La société Newbev fait valoir qu'en refusant de répondre à ses demandes justifiées et légitimes, la société Altiplano a fait preuve d'une mauvaise foi et a compté sur l'épuisement de la société Newbev ; qu'ainsi la société Altiplano doit être condamnée à verser la somme de 4 000 euros à titre de dommages et intérêts pour résistance abusive ; en second lieu, la société Newbev soutient qu'elle n'a été destinataire d'aucun relevé de commissions dues à partir du mois de décembre 2016 alors que la société Altiplano a bénéficié des efforts commerciaux de la société Newbev ; qu'au demeurant, la société Newbev peut légitimement douter de la sincérité des relevés de commissions transmis ; qu'ainsi, la société Altiplano doit être condamnée, sous astreinte, à communiquer à la société Newbev un état des commissions dues depuis le mois de décembre 2016 ainsi qu'un état des opérations commerciales conclues qui relevaient de l'exclusivité contractuelle de la société Newbev et ce pour la durée du contrat, préavis compris, et pour les trois mois suivant la fin dudit préavis, soit jusqu'au 15 avril 2017.

Ceci étant exposé,

Le fait de ne pas répondre à des demandes ne suffit pas à constituer un abus de droit. En l'espèce, il n'est pas démontré par la société Newbev que l'absence de réponse à ses demandes ait dégénéré en abus, dès lors la demande de ce chef sera écartée.

S'agissant de la demande de communication de pièces, celle-ci est tardive en ce qu'elle n'a pas été présentée devant le conseiller de la mise en état ; par ailleurs, les allégations de la société Newbev reposent uniquement sur des hypothèses de sorte que la demande sera rejetée.

En conséquence, la décision entreprise sera confirmée en toutes ses dispositions.

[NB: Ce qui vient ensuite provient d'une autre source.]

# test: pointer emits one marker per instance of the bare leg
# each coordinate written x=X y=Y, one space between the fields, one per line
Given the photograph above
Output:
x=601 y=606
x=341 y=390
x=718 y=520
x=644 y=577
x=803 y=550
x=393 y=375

La société Altiplano, partie perdante, au sens de l'article 696 du code de procédure civile, sera tenue de supporter la charge des dépens d'appel.

Il paraît équitable de laisser à la charge de chacune des parties les frais irrépétibles qu'elle a exposés en cause d'appel.

PAR CES MOTIFS :

La cour,

CONFIRME en toutes ses dispositions le jugement entrepris ;

REJETTE toutes les autres demandes ;

CONDAMNE la société Altiplano aux dépens d'appel.